Cloud Endpoints provides quotas, which let you control the rate at which applications can call your API. Setting a quota lets you specify usage limits to protect your API from an excessive number of requests from calling applications. The excessive requests might have been caused by a simple typo or from an inefficiently designed system that makes needless calls to your API. Regardless of the cause, blocking traffic from a source once it reaches a certain level is necessary for the overall health of your API. By setting a quota, you ensure that one application cannot negatively impact other applications that use your API.

This page provides an overview of the key functionality provided by quotas.

Requests are tied to the consumer project

After you configure a quota, Endpoints tracks the number of requests per minute per consumer Google Cloud project. Each application that calls your API must:

Have a Google Cloud project.
Have enabled your API in their Google Cloud project.
Send an API key with each request to your API. This lets Endpoints identify the Google Cloud project that the calling application is associated with and to increment the request counter for the Google Cloud project.

You can either have your API consumers create their own projects in the Google Cloud console, or you can create the projects for them.

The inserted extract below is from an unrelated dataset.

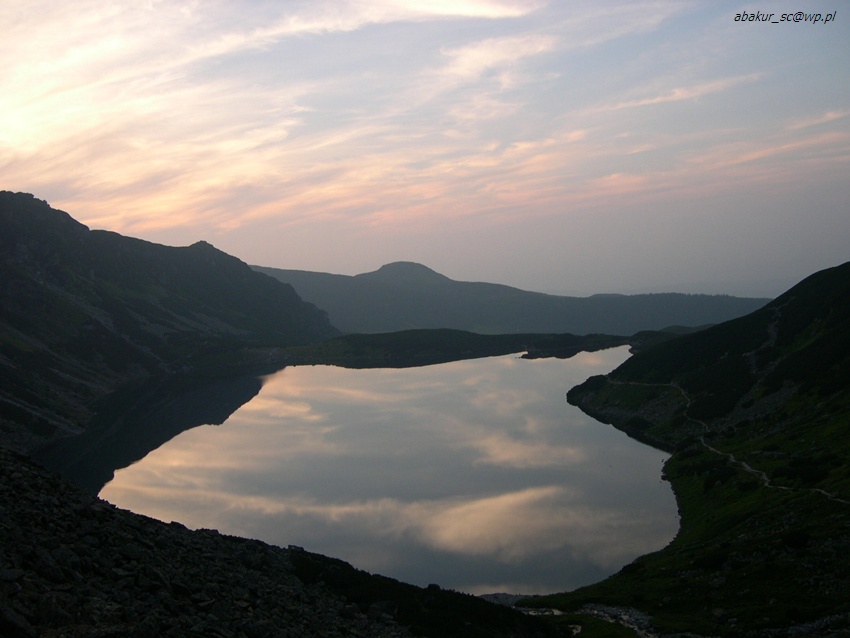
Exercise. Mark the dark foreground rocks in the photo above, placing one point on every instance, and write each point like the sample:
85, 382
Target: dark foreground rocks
75, 566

Because Endpoints enforces quotas per project, you must have one project for each API consumer.

Limit the number of requests per minute

By setting a quota, you can limit the number of requests per minute to your entire API or only to specific methods. If the client code from a consumer project exceeds the limit that you have configured, the request is rejected before it gets to your API, and an HTTP status code of 429 too many requests is returned. Calling applications will need to handle the 429 status code and use exponential backoff or some other retry logic to decrease the rate of calls to your API.

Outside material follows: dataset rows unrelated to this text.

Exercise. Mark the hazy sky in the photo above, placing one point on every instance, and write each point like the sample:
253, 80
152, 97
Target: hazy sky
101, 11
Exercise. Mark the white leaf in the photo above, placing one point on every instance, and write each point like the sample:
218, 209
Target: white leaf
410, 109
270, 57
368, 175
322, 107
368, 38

Configure one or more quotas

You can configure one or more named quotas and specify a different rate limit for each quota. For example, you could have some methods in your API that are resource-intensive (such as a method that runs a complex query and returns a large list of results), and other methods that are fast and lightweight. You might want to configure two quotas with different rate limits, and associate the resource-intensive methods with one quota, and the lightweight methods with the other quota.

Configure a cost

When you associate a method with a quota, you always specify a cost for the request. This allows different methods to consume the same quota at different rates. You can use costs as an alternative to configuring different quotas. For example, suppose you configure a quota with a limit of 1000 requests per minute. For the lightweight methods, you configure a cost of 1, which means clients can call the lightweight methods 1000 times per minute. For the resource-intensive methods, you configure a cost of 2, which means that each time the client calls the method, the request counter is incremented by 2, until the limit of 1000 is reached. In effect, this limits the resource-intensive methods to 500 requests per minute.

Override the configured quota

The Endpoints > Services page displays the quota configured for each method in your API. If needed, you can override the configured limit for a specific consumer project. To set an override, you need to enter the project number of the consumer project on the Endpoints > Services page. If you don't have access to the consumer project that you want to override, you need to contact someone who has access to obtain the project number.